A Hertz rental sedan moved in concert with the van. They parked side by side at the outer edge of the parking lot, reversing into the spots to allow for a quick getaway.

Three husky men emerged from the van. They wore commuter clothes, Dockers and button-ups. Muscle swelled the fabric. There was no way around that. Loose-fitting jackets to conceal their builds and their pistols. They entered the waiting room and spread out immediately, fighter jets peeling out of formation.

The driver in the sedan stayed put, his head rotating as he scanned the parking lot and roads leading to the train station. The lookout.

The men streaked through the waiting room, sidling between passengers and heavy oak benches. They stepped out of three different doors onto the platform and into the shade of the overhang. In the distance a freight train approached, woo-wooing a warning, rumbling the ground.

The whistle would provide good audio cover for a gunshot.

The men looked through the clusters of waiting passengers on the side platform and the two island platforms beyond. One of the men spotted a rucksack tilting into view from behind a wooden post at the end. And part of a girl’s leg.

His head swiveled, and he caught the eye of the man in the middle, whose head swiveled in turn to pick up the last man. They shouldered their way along the platform, closing the space between one another.

Woo-woo.

The freight train wasn’t slowing.

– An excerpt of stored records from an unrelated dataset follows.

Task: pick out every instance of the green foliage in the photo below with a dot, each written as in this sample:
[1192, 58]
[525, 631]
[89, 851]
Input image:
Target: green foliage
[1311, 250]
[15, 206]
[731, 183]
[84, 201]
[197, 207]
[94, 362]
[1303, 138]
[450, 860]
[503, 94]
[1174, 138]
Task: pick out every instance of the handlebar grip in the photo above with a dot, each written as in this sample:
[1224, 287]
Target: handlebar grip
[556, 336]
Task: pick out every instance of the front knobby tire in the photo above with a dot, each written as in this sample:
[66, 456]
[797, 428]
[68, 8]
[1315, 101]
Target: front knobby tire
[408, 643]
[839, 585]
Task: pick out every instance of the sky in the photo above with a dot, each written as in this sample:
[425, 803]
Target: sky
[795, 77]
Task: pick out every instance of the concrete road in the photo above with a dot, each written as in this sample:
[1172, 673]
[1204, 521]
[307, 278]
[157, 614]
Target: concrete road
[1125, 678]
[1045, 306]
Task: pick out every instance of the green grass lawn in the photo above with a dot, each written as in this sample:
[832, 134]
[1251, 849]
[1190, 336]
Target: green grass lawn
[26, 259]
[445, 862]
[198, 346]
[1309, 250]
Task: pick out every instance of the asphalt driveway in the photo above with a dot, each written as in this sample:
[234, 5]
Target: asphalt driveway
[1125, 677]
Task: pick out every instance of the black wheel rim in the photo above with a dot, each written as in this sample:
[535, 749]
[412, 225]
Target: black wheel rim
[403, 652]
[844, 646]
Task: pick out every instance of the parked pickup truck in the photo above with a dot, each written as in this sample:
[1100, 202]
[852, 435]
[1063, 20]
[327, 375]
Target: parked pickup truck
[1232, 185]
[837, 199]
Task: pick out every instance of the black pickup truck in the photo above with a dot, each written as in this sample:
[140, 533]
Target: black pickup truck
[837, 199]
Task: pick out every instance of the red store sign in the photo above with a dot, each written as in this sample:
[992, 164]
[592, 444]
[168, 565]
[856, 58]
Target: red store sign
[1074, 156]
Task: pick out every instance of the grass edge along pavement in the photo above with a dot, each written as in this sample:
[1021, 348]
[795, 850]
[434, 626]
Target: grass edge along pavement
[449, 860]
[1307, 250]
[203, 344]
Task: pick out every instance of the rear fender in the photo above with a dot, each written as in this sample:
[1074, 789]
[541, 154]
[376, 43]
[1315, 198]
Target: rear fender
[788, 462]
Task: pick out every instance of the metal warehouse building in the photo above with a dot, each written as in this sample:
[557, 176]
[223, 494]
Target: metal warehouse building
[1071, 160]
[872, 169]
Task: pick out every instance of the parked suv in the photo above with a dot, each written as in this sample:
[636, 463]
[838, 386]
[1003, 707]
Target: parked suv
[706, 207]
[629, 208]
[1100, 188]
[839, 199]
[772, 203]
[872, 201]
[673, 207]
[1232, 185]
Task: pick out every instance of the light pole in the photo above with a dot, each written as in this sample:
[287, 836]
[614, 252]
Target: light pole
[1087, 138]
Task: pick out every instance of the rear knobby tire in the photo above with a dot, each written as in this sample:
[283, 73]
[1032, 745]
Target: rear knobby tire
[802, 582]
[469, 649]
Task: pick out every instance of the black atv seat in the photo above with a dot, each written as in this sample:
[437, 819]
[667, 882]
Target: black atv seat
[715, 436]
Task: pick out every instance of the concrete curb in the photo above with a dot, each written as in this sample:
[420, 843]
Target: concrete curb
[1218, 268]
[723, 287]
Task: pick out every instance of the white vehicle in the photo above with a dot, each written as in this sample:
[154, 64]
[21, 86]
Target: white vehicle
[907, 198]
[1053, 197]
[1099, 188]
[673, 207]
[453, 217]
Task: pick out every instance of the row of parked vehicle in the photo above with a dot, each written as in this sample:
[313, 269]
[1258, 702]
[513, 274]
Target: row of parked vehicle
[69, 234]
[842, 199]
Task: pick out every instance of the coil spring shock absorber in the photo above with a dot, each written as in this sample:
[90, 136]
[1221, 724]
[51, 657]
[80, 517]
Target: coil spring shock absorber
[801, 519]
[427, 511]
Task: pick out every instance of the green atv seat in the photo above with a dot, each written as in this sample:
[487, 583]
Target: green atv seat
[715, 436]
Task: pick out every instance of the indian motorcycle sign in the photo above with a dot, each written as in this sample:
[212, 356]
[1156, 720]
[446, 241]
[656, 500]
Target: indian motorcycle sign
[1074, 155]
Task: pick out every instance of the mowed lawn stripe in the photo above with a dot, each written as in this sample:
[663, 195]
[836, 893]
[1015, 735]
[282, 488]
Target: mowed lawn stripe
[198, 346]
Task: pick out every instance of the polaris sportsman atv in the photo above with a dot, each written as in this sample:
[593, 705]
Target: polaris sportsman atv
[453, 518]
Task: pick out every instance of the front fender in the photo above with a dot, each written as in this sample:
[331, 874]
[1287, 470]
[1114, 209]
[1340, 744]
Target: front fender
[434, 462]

It would blow right through the station, giving even more sound cover. The girl was isolated there at the end of the platform. That provided relative privacy to get the job done.

Woo-woo.

They converged on her, now shoulder to shoulder, linemen coming in for the sack.

Fifteen yards away.

Woo-woo.

She saw them only now. Alarm flashed across her face, but even so she stepped back into a fighting posture, hands raised, jaw set.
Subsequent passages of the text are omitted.